Long Chain

You are given a tree with $N$ vertices, numbered from $1$ to $N$ (a tree is an undirected connected graph in which there are no cycles).
You are asked to partition it into edge-disjoint simple paths such that the length of the shortest one is maximized.

In this task, the length of a path is defined as the number of edges it has.

Input data

The first line contains an integer $N$. The next $N - 1$ lines contain $2$ integers $u_i, v_i$, denoting an edge of the tree.

Output data

You need to write a single line with an integer: the maximum length of the shortest path over all partitions of the tree into edge-disjoint simple paths.

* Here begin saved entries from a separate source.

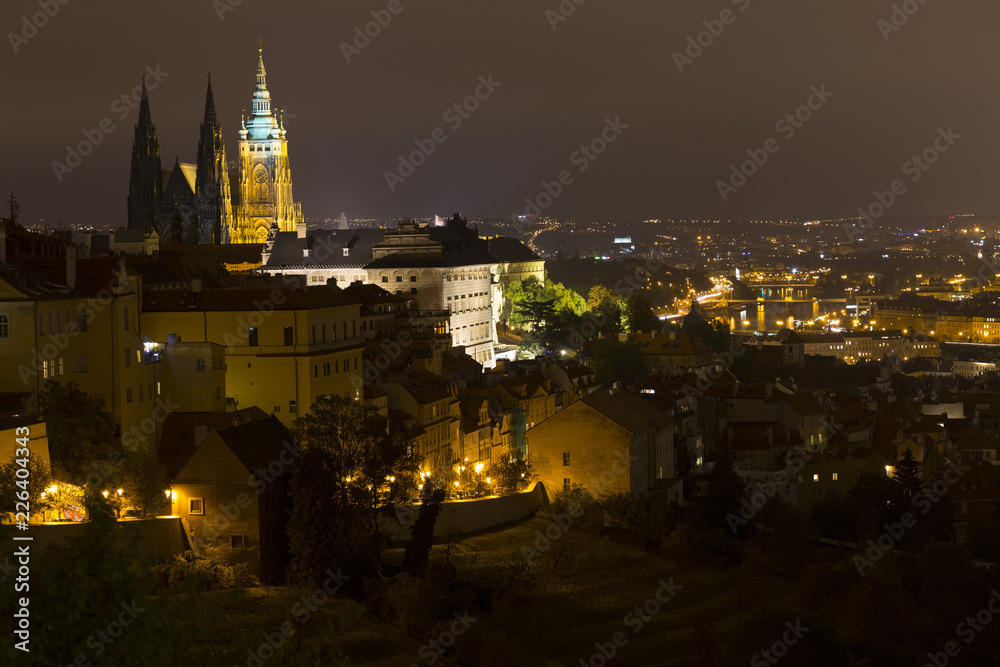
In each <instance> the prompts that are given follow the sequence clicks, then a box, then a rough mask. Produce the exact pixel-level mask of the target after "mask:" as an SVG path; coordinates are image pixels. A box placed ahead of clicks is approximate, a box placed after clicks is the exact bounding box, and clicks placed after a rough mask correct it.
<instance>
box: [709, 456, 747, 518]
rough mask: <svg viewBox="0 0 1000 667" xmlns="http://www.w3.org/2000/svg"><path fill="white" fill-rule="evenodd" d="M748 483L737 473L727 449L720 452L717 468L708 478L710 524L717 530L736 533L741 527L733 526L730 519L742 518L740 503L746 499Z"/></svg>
mask: <svg viewBox="0 0 1000 667" xmlns="http://www.w3.org/2000/svg"><path fill="white" fill-rule="evenodd" d="M745 489H746V483H745V482H744V481H743V478H742V477H740V475H739V473H738V472H737V471H736V465H735V464H734V463H733V461H732V459H730V458H729V452H728V450H726V449H722V450H720V451H719V456H718V459H717V460H716V462H715V467H714V468H712V472H711V473H710V474H709V477H708V496H707V498H706V509H707V510H708V516H707V517H706V518H707V519H708V520H709V523H711V524H712V525H714V526H715V527H717V528H723V529H725V530H727V531H729V532H735V529H736V528H738V527H739V526H736V525H735V524H734V525H731V524H730V518H731V517H737V518H739V516H740V502H741V501H742V500H743V499H744V497H745V496H744V492H745Z"/></svg>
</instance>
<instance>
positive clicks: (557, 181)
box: [510, 116, 628, 225]
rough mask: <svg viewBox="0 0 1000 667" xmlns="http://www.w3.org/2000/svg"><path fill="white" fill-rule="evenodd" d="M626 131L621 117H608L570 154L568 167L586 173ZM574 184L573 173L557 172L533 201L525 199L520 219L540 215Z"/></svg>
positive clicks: (575, 177)
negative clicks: (596, 132) (522, 213)
mask: <svg viewBox="0 0 1000 667" xmlns="http://www.w3.org/2000/svg"><path fill="white" fill-rule="evenodd" d="M627 129H628V125H627V124H626V123H623V122H622V120H621V116H615V117H614V119H613V120H612V119H611V118H610V117H608V118H605V119H604V128H603V129H602V130H601V132H600V133H599V134H598V135H597V136H596V137H594V138H593V139H591V140H590V141H589V142H587V143H586V144H581V145H580V147H579V148H578V149H577V150H575V151H573V152H572V153H570V156H569V163H570V165H572V166H574V167H576V171H577V173H578V174H582V173H583V172H585V171H587V170H588V169H589V168H590V165H592V164H593V163H594V162H596V161H597V158H599V157H600V156H601V155H602V154H604V151H606V150H607V149H608V146H610V145H611V144H613V143H615V142H616V141H618V138H619V137H621V136H622V134H623V133H624V132H625V130H627ZM575 182H576V177H575V176H573V172H572V171H570V170H569V169H564V170H562V171H560V172H559V175H558V176H557V177H556V179H555V180H554V181H551V182H549V181H542V192H539V193H538V194H537V195H536V196H535V197H534V199H532V198H531V197H527V198H525V200H524V202H525V204H526V207H525V209H524V213H523V216H522V217H528V216H530V215H536V216H537V215H541V214H542V211H544V210H545V209H547V208H548V207H549V206H552V203H553V202H554V201H555V200H557V199H559V197H561V196H562V193H563V192H565V188H568V187H569V186H571V185H573V183H575ZM510 219H511V222H513V223H514V224H515V225H519V224H520V223H519V216H518V215H517V214H516V213H515V214H514V215H512V216H511V217H510Z"/></svg>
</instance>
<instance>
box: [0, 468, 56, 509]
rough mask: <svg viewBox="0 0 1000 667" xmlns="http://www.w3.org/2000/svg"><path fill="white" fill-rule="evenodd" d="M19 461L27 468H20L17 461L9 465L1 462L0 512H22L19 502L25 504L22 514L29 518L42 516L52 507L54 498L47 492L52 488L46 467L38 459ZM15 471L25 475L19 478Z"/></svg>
mask: <svg viewBox="0 0 1000 667" xmlns="http://www.w3.org/2000/svg"><path fill="white" fill-rule="evenodd" d="M20 460H22V461H24V462H25V463H26V465H24V466H22V465H21V464H20V463H18V462H17V461H18V459H16V458H15V459H14V460H12V461H10V463H0V508H3V509H0V513H3V512H10V513H11V514H16V513H18V512H19V511H20V510H21V507H20V506H19V505H18V503H24V504H25V505H24V507H26V508H27V510H26V511H25V512H24V513H25V514H27V515H28V517H29V518H30V517H31V516H34V515H36V514H38V515H41V514H42V513H43V512H44V511H45V510H47V509H49V508H50V507H52V500H53V499H52V498H51V496H49V494H47V493H46V489H48V488H49V487H50V486H51V485H52V477H51V476H50V474H49V467H48V465H46V464H45V461H43V460H42V459H41V458H39V457H38V456H29V457H27V460H25V459H20ZM18 470H26V471H27V472H26V473H24V474H21V475H19V474H18V472H17V471H18Z"/></svg>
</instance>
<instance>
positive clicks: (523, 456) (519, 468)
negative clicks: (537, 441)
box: [491, 446, 536, 493]
mask: <svg viewBox="0 0 1000 667" xmlns="http://www.w3.org/2000/svg"><path fill="white" fill-rule="evenodd" d="M535 475H536V472H535V466H534V464H532V463H531V461H529V460H528V459H527V458H526V457H524V456H523V455H522V454H521V452H520V451H519V450H517V449H516V448H515V447H513V446H512V447H511V448H510V452H509V454H508V455H507V456H502V457H500V460H499V461H498V462H497V463H496V464H494V466H493V474H492V480H491V481H492V484H493V488H494V489H496V490H497V491H499V492H500V493H516V492H518V491H521V490H522V489H524V488H526V487H527V486H528V484H530V483H531V480H533V479H534V478H535Z"/></svg>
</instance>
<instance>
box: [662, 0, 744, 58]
mask: <svg viewBox="0 0 1000 667" xmlns="http://www.w3.org/2000/svg"><path fill="white" fill-rule="evenodd" d="M732 2H733V4H734V5H737V6H738V7H739V9H740V11H741V12H745V11H746V10H748V9H749V8H750V3H751V0H732ZM737 16H739V14H737V13H736V12H734V11H733V10H732V9H723V10H722V13H721V14H719V18H717V19H705V20H704V21H702V25H703V26H705V29H704V30H702V31H701V32H699V33H698V34H697V35H689V36H688V38H687V48H686V49H684V52H683V53H681V52H680V51H674V54H673V58H674V64H675V65H677V71H678V72H680V73H681V74H683V73H684V68H685V67H686V66H688V65H693V64H694V61H695V60H697V59H698V58H701V56H702V55H703V54H704V53H705V50H706V49H709V48H711V46H712V45H713V44H715V40H717V39H718V38H719V37H722V33H724V32H725V31H726V26H728V25H732V24H734V23H736V17H737Z"/></svg>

Constraints and clarifications

• $2 \leq N \leq 100 \ 000$.
• $1 \leq u_i, v_i \leq N$.
• For tests worth $10$ points, $N \leq 8$.
• For tests worth $20$ more points, $N \le 100$.
• For tests worth $20$ more points, $N \le 1000$.

Example 1

stdin

9
9 8
7 4
7 8
2 1
6 3
5 1
5 8
3 8

stdout

4

Explanation

In the first sample case, an optimal split would be into $2$ edge-disjoint paths, each of length $4$: $2-1-5-8-9$ and $4-7-8-3-6$.

Example 2

stdin

5
1 2
2 3
3 4
2 5

stdout

2

Explanation

In the second sample case, an optimal split would be into $2$ edge-disjoint paths, each of length $2$: $1-2-5$ and $2-3-4$.

Example 3

stdin

10
7 6
9 6
8 5
4 2
1 3
5 6
1 10
7 10
2 6

stdout

4

Explanation

In the third sample case, an optimal split would be into $2$ edge-disjoint paths, one of length $4$: $4-2-6-5-8$ and the other one of length $5$: $3-1-10-7-6-9$.

Example 4

stdin

6
1 2
2 3
3 4
4 5
5 6

stdout

5

Explanation

In the fourth sample case, the whole tree consists of only one path of length $5$.